Notations: The Cage Effect Today > installation views of Notations: The Cage Effect Today

As 2012 marked the centennial of John Cage’s birth (and the twentieth anniversary of his death), this exhibition, Notations: The Cage Effect Today aimed to commemorate the widespread effect of the artist’s six decades of assiduous, and relentless inventive creation on subsequent generations of artists.
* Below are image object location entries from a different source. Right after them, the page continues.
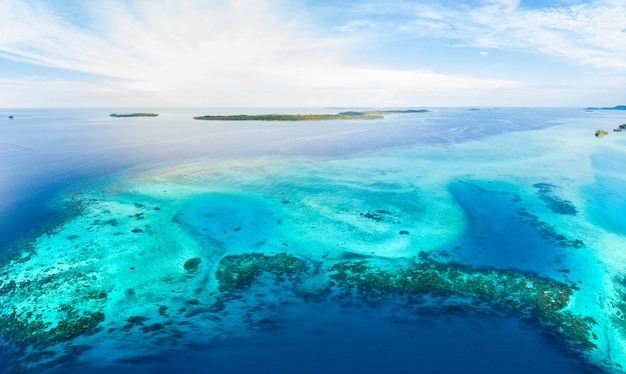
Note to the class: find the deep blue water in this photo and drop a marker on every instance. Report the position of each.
(44, 152)
(326, 338)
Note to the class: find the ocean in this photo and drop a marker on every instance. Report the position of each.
(458, 240)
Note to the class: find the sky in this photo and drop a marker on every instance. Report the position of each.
(273, 53)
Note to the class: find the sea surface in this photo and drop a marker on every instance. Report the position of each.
(459, 240)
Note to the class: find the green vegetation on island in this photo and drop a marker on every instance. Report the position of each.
(350, 115)
(601, 133)
(135, 115)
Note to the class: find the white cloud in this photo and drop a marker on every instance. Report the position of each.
(205, 53)
(591, 33)
(268, 52)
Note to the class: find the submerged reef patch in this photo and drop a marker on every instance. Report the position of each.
(554, 203)
(526, 296)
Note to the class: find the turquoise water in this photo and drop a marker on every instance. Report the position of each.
(117, 236)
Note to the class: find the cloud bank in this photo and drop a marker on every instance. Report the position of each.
(279, 53)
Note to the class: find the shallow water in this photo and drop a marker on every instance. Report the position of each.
(120, 206)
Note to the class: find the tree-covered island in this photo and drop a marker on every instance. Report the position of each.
(308, 117)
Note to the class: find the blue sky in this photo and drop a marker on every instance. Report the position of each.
(312, 53)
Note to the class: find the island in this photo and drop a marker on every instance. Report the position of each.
(617, 107)
(350, 115)
(601, 133)
(135, 115)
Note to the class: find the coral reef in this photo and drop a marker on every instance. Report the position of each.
(524, 295)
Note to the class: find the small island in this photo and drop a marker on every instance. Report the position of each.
(351, 115)
(617, 107)
(601, 133)
(135, 115)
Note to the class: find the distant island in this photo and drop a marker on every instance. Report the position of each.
(135, 115)
(378, 114)
(617, 107)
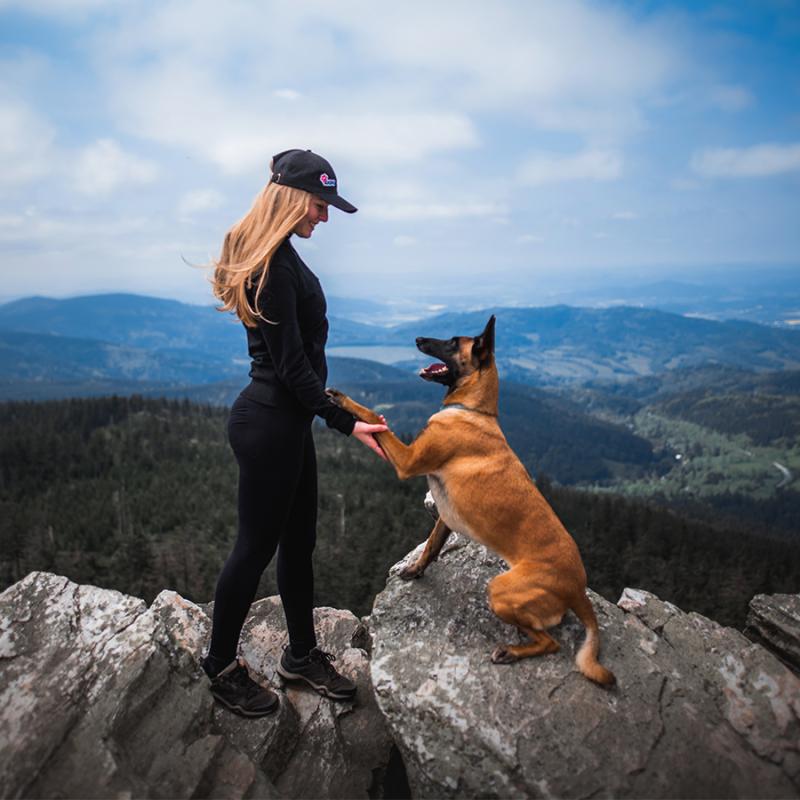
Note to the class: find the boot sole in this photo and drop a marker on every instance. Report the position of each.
(317, 687)
(243, 712)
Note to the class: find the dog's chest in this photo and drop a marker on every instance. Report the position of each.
(445, 507)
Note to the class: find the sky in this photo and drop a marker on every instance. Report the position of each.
(496, 150)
John Cage was an intrepid composer, draughtsman, painter, poet, professor, thinker, collector, mycologist, and Musical Director of the Merce Cunningham Dance Company. His creative impression on subsequent generations of artists has been and remains colossal. Cage has been described as the most important artist of the second half of the 20th century, influencing many artists from Jasper Johns to Gerhard Richter, Robert Rauschenberg to Ellsworth Kelly, Nam June Paik to Yoko Ono, and from Joseph Beuys to Hélio Oiticica – each of whom played a significant role in the configuration of today’s art world. Cage’s impact continues to be tangible on all continents and in all art disciplines, including music, dance, visual arts, performance, film, and video. In fact, no American artist has left a greater and more widespread legacy on the art world over the past 60 years.

Cage has never been more vital than today— as seen through the legions of artists around the globe who tenaciously explore many of the tropes that Cage left behind. This exhibition examined the reverberation of his diverse influence represented by some 28 artists spread throughout North America, Asia, Europe, and Latin America. These artists and their contemporaries have been inspired by John Cage’s multifarious approach to making art. Only through a close examination of what succeeding generations of artists have to say is it possible to measure the far-reaching extent of Cage’s unique legacy.

Notations: The Cage Effect Today was on view from February 17-April 21, 2012.